When I wrote the article in the early days of the current pandemic I forgot to mention the kind cooperation of the CSMVS of Mumbai and its then director and a close friend, the late Sadashiv Gorakshakar. Along with the institution, he served as the nodal agency for the loans from India, which contributed enormously to the success of the exhibition.
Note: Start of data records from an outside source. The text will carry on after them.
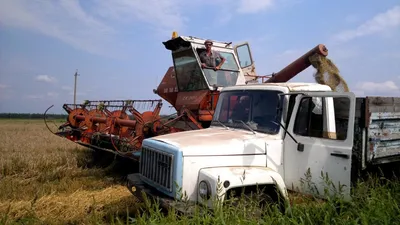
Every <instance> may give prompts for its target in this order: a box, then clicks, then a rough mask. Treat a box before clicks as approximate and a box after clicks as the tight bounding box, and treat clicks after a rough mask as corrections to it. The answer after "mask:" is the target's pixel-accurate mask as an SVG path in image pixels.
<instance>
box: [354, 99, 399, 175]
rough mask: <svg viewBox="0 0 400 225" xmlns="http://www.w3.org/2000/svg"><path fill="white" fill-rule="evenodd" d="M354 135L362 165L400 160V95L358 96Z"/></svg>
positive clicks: (357, 149) (360, 161)
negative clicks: (389, 95)
mask: <svg viewBox="0 0 400 225" xmlns="http://www.w3.org/2000/svg"><path fill="white" fill-rule="evenodd" d="M354 135H355V139H354V150H355V153H356V154H357V156H358V157H360V158H359V161H360V163H361V167H362V169H365V168H366V167H367V165H369V164H373V165H377V164H385V163H391V162H397V161H400V98H397V97H375V96H374V97H371V96H367V97H363V98H357V100H356V121H355V134H354Z"/></svg>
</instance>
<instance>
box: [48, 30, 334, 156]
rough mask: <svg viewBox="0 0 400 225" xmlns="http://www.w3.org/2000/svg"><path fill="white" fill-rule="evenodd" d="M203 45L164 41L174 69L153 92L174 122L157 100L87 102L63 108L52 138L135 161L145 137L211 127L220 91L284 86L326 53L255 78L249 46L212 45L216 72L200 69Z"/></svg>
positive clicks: (315, 67)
Secondly, a few weeks after the article appeared in Asianart.com, my former colleague at the Marg Foundation in Mumbai, Ms. Savita Chandiramani brought to my attention an article that appeared in the newspaper The Times of India titled “Thousands of Japanese Making a Smooth Transition from Zen to Jain,” on February 23, 2020 (https://timesofindia.indiatimes.com/india/thousands-of-japanese-making-a-smooth-transition-from-zen-to-jain/articleshow/74262195.cms). This came as a big surprise as I did not know that the land of the Rising Sun having transformed the form of Buddhism known in India as Dhyana Chan (Chinese) into Zen has now become interested in Jainism. It is interesting to note that the Japanese came to Indian to discover Jainism without any proselytization on the part of the Jains.
I strongly commend this article to the readers of my article to engage with the continued spread of Jainism beyond the borders of the subcontinent in the 21st century some two and a half millennia after the launch of the religion inspired by Mahavara. Better late than never!